FOCUS QUESTION: What are reliability and validity?

Knowing where you stand in comparison to a standardization group still won’t tell us much about your intelligence unless the test has reliability – unless it yields dependably consistent scores. To check a test’s reliability, researchers retest people. They may use the same test or they may split the test in half to see whether odd-question scores and even-question scores agree. If the two scores generally agree, or correlate, the test is reliable. The higher the correlation between the test-retest or the split-half scores, the higher the test’s reliability. The tests we have considered so far – the Stanford-Binet, the WAIS, and the WISC – all have reliabilities of about +.9, which is very high. When retested, people’s scores generally match their first score closely.

Validity

High reliability does not ensure a test’s validity – the extent to which the test actually measures or predicts what it promises. If you use an inaccurate tape measure to measure people’s heights, your height report would have high reliability (consistency) but low validity. It is enough for some tests that they have content validity, meaning the test taps the pertinent behavior, or criterion. The road test for a driver’s license has content validity because it samples the tasks a driver routinely faces. Course exams have content validity if they assess one’s mastery of a representative sample of course material. But we expect intelligence tests to have predictive validity: They should predict the criterion of future performance, and to some extent they do.

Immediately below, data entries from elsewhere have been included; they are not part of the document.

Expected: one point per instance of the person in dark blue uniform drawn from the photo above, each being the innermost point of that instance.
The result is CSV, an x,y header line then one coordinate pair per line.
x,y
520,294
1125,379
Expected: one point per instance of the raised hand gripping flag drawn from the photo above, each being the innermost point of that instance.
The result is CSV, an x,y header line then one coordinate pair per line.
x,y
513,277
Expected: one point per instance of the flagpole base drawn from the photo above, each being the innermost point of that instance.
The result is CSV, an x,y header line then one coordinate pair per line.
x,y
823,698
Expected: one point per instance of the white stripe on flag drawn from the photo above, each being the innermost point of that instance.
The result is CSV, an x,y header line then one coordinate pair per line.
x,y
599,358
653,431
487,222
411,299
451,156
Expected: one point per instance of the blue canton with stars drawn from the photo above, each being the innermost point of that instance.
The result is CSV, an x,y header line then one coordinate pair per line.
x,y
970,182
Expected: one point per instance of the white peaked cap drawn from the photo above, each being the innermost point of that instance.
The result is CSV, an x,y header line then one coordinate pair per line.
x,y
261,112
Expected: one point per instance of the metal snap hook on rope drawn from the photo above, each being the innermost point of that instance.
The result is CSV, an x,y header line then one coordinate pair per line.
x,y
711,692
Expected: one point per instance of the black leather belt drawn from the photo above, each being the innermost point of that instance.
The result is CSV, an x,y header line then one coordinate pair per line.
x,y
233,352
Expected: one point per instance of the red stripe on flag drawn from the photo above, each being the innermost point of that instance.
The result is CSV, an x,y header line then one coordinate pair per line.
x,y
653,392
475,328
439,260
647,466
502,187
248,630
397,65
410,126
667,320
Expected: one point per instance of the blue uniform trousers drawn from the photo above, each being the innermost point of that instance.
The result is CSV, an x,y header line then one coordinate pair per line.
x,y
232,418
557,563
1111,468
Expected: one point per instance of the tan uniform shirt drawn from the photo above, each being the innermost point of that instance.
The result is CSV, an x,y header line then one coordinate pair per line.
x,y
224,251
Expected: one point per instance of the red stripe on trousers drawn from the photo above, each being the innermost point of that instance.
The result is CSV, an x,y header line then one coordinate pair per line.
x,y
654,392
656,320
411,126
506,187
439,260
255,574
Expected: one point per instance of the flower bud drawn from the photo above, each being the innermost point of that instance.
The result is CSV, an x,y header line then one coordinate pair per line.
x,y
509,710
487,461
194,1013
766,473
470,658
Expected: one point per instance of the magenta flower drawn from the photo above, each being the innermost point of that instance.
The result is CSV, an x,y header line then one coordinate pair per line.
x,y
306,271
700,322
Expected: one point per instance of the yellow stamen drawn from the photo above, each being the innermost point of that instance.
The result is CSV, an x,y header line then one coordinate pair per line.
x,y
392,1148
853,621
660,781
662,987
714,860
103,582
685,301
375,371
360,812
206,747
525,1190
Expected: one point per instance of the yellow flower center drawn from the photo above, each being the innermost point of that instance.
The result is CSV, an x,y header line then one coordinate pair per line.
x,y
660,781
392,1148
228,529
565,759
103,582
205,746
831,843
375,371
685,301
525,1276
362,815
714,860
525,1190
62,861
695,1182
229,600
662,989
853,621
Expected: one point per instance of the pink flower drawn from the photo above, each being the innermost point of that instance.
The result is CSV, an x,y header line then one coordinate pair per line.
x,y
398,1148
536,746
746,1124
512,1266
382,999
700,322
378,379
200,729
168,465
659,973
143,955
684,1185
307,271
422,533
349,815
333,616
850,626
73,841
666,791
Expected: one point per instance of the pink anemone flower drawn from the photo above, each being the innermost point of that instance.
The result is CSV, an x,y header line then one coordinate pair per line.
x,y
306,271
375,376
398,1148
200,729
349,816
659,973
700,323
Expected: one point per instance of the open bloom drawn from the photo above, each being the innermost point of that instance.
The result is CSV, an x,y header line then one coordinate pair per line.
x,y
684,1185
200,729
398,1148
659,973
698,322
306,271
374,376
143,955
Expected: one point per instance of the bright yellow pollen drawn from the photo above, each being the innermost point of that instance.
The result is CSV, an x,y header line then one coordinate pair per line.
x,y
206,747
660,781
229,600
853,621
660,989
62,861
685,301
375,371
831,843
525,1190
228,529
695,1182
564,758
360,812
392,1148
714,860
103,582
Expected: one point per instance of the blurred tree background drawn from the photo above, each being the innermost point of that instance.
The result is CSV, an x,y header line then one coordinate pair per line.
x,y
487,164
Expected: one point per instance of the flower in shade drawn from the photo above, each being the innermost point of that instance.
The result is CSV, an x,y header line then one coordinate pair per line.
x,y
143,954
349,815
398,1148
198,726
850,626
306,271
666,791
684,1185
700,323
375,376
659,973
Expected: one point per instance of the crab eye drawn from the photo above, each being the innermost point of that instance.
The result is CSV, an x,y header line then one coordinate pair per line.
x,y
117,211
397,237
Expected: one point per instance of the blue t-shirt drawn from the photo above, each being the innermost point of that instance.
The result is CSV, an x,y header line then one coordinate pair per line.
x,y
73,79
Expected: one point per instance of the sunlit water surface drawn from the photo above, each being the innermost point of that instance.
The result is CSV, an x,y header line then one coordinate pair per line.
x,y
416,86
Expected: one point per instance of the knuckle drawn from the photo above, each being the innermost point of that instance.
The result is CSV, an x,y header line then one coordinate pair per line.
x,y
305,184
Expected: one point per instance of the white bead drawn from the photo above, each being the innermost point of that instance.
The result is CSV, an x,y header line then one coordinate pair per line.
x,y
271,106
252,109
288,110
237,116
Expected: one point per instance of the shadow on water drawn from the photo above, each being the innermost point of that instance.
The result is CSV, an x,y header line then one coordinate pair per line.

Are general aptitude tests as predictive as they are reliable? As critics are fond of noting, the answer is plainly No. The predictive power of aptitude tests is fairly strong in the early school years, but later it weakens. Academic aptitude test scores are reasonably good predictors of achievement for children ages 6 to 12, where the correlation between intelligence score and school performance is about +.6 (Jensen, 1980). Intelligence scores correlate even more closely with scores on achievement tests: +.81 in one comparison of 70,000 English children’s intelligence scores at age 11 with their academic achievement in national exams at age 16 (Deary et al., 2007, 2009). The SAT® exam, used in the United States as a college entrance exam, is less successful in predicting first-year college grades. (The correlation, which is less than +.5, is, however, a bit higher when adjusting for high scorers electing tougher courses [Berry & Sackett, 2009; Willingham et al., 1990].) By the time we get to the Graduate Record Examination® (GRE®; an aptitude test similar to the SAT® exam but for those applying to graduate school), the correlation with graduate school performance is an even more modest but still significant +.4 (Kuncel & Hezlett, 2007).

Why does the predictive power of aptitude scores diminish as students move up the educational ladder? Consider a parallel situation: Among all American and Canadian football linemen, body weight correlates with success. A 300-pound player tends to overwhelm a 200-pound opponent. But within the narrow 280- to 320-pound range typically found at the professional level, the correlation between weight and success becomes negligible (FIGURE 61.4). The narrower the range of weights, the lower the predictive power of body weight becomes. If an elite university takes only those students who have very high aptitude scores, those scores cannot possibly predict much. This will be true even if the test has excellent predictive validity with a more diverse sample of students. So, when we validate a test using a wide range of people but then use it with a restricted range of people, it loses much of its predictive validity.

Before You Move On

ASK YOURSELF: Are you working to the potential reflected in your standardized test scores? What, other than your aptitude, is affecting your school performance?

TEST YOURSELF: What was the purpose of Binet’s pioneering intelligence test?